O Ministro da Justiça e Serviços Correccionais da Africa do Sul, Michael Masutha, decidiu esta terça-feira pela extradição de Manuel Chang para Moçambique e deixou de lado o acordo de extradição vigente entre o seu país e os Estados Unidos da América dando peso ao protocolo do bloco regional SADC, onde Moçambique é membro.

A decisão foi tornada pública na noite desta terça-feira, através de um comunicado de imprensa emitido pelo ministério dirigido por Masutha.

Analisados os documentos submetidos pelo Departamento de Justiça e Desenvolvimento Constitucional, com as decisões do Tribunal Judicial de Kempton Park, segundo as quais, Manuel Chang é extraditável, tanto para Moçambique, quanto para os EUA, o ministro Masutha decidiu pela extradição para Moçambique.

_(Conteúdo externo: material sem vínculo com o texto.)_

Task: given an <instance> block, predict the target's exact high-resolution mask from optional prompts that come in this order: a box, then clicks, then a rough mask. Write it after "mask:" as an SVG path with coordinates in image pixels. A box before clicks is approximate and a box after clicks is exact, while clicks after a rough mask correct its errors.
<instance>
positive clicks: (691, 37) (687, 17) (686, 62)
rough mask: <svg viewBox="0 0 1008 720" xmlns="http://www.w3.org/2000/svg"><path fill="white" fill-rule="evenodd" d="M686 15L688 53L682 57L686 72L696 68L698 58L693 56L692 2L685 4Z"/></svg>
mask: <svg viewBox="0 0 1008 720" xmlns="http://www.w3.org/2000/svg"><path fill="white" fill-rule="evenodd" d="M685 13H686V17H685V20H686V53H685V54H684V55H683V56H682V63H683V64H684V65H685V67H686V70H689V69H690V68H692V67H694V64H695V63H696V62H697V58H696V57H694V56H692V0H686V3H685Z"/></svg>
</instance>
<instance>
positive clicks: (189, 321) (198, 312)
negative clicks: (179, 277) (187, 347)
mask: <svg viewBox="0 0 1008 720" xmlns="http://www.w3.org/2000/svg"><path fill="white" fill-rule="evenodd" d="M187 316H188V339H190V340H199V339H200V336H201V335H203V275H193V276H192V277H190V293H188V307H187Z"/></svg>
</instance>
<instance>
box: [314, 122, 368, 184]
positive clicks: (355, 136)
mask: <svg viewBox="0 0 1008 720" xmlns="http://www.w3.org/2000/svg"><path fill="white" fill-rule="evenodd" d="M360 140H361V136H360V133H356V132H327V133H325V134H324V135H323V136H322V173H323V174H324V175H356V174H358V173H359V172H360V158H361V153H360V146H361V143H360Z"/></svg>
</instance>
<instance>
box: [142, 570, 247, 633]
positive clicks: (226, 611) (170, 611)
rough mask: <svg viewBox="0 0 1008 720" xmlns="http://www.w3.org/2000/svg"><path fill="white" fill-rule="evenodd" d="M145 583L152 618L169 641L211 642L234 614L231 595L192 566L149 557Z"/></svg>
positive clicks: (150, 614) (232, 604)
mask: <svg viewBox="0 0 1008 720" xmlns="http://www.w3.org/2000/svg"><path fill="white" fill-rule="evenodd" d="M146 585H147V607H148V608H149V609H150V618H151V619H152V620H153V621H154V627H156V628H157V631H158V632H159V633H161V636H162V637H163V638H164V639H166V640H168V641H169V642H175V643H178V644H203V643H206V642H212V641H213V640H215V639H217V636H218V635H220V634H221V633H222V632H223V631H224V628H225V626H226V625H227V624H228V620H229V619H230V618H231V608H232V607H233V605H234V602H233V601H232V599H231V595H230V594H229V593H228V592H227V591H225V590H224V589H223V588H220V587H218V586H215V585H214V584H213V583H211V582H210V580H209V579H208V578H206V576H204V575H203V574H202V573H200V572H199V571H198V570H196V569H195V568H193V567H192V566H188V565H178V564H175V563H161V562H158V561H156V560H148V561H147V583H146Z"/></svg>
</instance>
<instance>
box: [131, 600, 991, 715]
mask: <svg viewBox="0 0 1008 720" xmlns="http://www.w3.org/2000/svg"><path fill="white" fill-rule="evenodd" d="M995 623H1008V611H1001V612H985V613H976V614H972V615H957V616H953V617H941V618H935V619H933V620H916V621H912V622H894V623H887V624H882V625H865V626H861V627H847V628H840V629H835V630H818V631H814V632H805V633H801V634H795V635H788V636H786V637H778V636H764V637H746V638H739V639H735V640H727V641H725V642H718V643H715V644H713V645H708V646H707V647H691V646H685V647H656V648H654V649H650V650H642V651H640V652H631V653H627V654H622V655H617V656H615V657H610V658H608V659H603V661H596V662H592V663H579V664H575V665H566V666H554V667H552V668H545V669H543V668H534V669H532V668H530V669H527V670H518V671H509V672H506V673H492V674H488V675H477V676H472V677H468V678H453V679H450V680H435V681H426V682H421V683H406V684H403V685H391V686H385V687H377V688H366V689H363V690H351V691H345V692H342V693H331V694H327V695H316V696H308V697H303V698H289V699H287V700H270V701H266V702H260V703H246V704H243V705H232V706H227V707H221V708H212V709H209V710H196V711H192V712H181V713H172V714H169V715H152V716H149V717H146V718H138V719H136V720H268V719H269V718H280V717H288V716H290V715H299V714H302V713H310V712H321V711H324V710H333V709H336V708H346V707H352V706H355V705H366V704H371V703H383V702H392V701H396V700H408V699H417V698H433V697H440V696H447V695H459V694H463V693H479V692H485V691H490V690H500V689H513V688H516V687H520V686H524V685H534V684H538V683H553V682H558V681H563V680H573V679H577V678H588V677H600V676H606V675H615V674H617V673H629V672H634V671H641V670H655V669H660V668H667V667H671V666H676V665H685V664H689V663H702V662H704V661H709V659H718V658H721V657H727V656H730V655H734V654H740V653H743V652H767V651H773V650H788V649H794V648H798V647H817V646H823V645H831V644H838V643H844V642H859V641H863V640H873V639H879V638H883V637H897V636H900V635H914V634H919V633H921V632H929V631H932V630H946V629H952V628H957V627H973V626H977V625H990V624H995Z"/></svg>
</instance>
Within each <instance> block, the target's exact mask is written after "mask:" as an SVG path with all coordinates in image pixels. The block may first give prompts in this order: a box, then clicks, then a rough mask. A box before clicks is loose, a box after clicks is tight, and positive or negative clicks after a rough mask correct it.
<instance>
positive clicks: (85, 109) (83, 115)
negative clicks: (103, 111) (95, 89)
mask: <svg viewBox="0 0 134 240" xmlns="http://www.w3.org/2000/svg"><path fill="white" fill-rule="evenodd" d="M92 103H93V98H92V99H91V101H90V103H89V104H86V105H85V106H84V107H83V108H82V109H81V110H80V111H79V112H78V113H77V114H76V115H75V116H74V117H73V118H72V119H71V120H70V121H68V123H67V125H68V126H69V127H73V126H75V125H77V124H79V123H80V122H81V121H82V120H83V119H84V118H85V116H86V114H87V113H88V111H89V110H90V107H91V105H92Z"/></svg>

De acordo com o comunicado de imprensa, Masutha sustentou a sua decisão considerando a cidadania de Chang, o facto dos alegados crimes terem sido cometidos durante o exercício de um cargo público em Moçambique, o impacto que a alegada fraude tem na dívida do país, o interesse do Estado moçambicano e a seriedade do crime em causa.

“Percebi que o pedido dos Estados Unidos da América foi submetido semanas antes do pedido de Moçambique, contudo, tendo em consideração o contexto na sua íntegra e os critérios contidos no acordo de extradição entre os EUA e a Africa do Sul, por um lado, e o protocolo de extradição da SADC, por outro, bem como os factos relevantes, considero que os interesses da justiça estarão bem servidos, aceitando o pedido da República de Moçambique” avança o comunicado que cita  Ministro da Justiça Sul-africana.

“Decidi que o acusado, Senhor Manuel Chang, será extraditado para aguardar o julgamento pelos alegados crimes em Moçambique” conclui o ministro.